According to NAB’s Commercial Property Index, overall market sentiment in Australian commercial property markets fell 11 points to -2 in Q1 2019 – its first negative read in over 4 years.
NAB Commercial Property Survey reveals that sentiment led down by a sharp dip in Retail (negative in all states) and CBD Hotels (its first negative read since mid-2016). Office and Industrial sentiment also mildly softer, but still tracking well above long-term averages.
NAB Chief Economist Alan Oster said: “Sentiment was led down by a very weak Retail sector, with CBD Hotels also posting its first negative read since mid-2016”. Office and Industrial property market sentiment was also mildly softer, but continued to track well above their long-term average.
Confidence dipped to new lows with outlook weaker in all sectors. Confidence weakest (and more negative) for Retail and CBD Hotels. It also fell below average for Office and Industrial (but still tipped to out-perform by a large margin).
“This will have been influenced by the slowing economic growth momentum into the Match quarter, with the situation in discretionary retail and consumption more generally deteriorating even further” said Alan.
By state, sentiment moderated in VIC, NSW and QLD. It rose in SA/NT and was steady in WA (but both negative). Confidence in next 12 months also lower in VIC and NSW (and in all sectors). QLD steady with improved outlook for Office offsetting weaker Industrial and Retail. WA also lower with Retail very weak. QLD, WA and VIC most confident in next 2 years. NSW negative (first time), led by weak Retail outlook.
Capital growth expectations for next year strongest for Office (1.1%), led by QLD (1.6%). Industrial values expected to grow (0.8%), led by SA/NT (3.8%). Outlook for Retail very weak (-2.3%), with values tipped to fall in all states. Industrial values expected to grow fastest in 2 years’ time (1.3%), ahead of Office (1.2%). QLD (2.3%) and VIC (1.9%) the best states for Industrial property, and WA (2.4%) and QLD (2.3%) for Office. Retail values set to fall -2.5%, led by NSW (-2.7%).
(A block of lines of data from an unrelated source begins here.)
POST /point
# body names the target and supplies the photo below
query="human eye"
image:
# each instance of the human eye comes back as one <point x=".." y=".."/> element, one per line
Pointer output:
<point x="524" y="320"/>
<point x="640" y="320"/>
National office vacancy rose to 7.9% in Q1 (7.8% in Q4). It fell in NSW (4.7%) and QLD (10.1%), but rose in VIC (4.5%), SA/NT (12.6%) and WA (15.0%). Vacancy expected to remain steady at 8% over next 1-2 years, with rising vacancy in NSW and VIC (to still very low levels) offset by modest tightening in QLD, SA/NT and WA.
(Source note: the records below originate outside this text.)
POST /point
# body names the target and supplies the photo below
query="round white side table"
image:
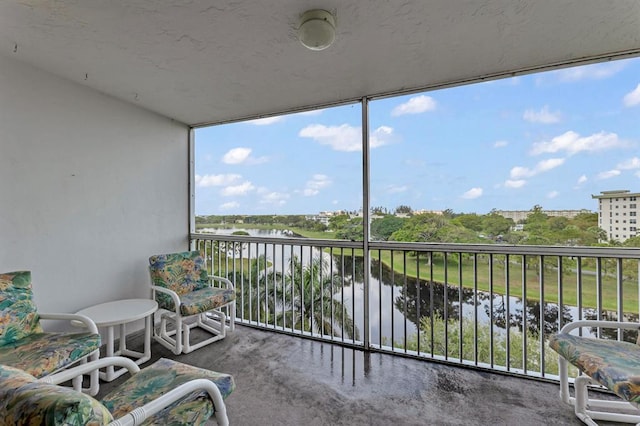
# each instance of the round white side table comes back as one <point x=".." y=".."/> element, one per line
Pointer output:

Office rents tipped to grow fastest (1.1% & 1.6%) over next 1-2 years, led by VIC (2.1%) next year and QLD (3.2%) in 2 years’ time. Industrial rents to grow (0.9% & 1.4%), with VIC (1.3% & 2.4%) providing highest returns. Retail rents negative (-2.7% & -2.9%) and expected to fall in all states, led by WA (-6.5% & -5.6%).
The number of developers expecting to start new works over next 6 months fell to 41% in Q1 2019 (well below Survey average). The number of developers targeting residential projects also remains below average – reinforcing the view residential building activity has passed its peak.
Accessing credit is still very difficult. In net terms, -40% of surveyed property professionals said it was harder to obtain debt in Q1 (second worst result on record) and a Survey low -32% to obtain equity. Property professionals also expect their funding conditions to worsen further in next 3-6 months.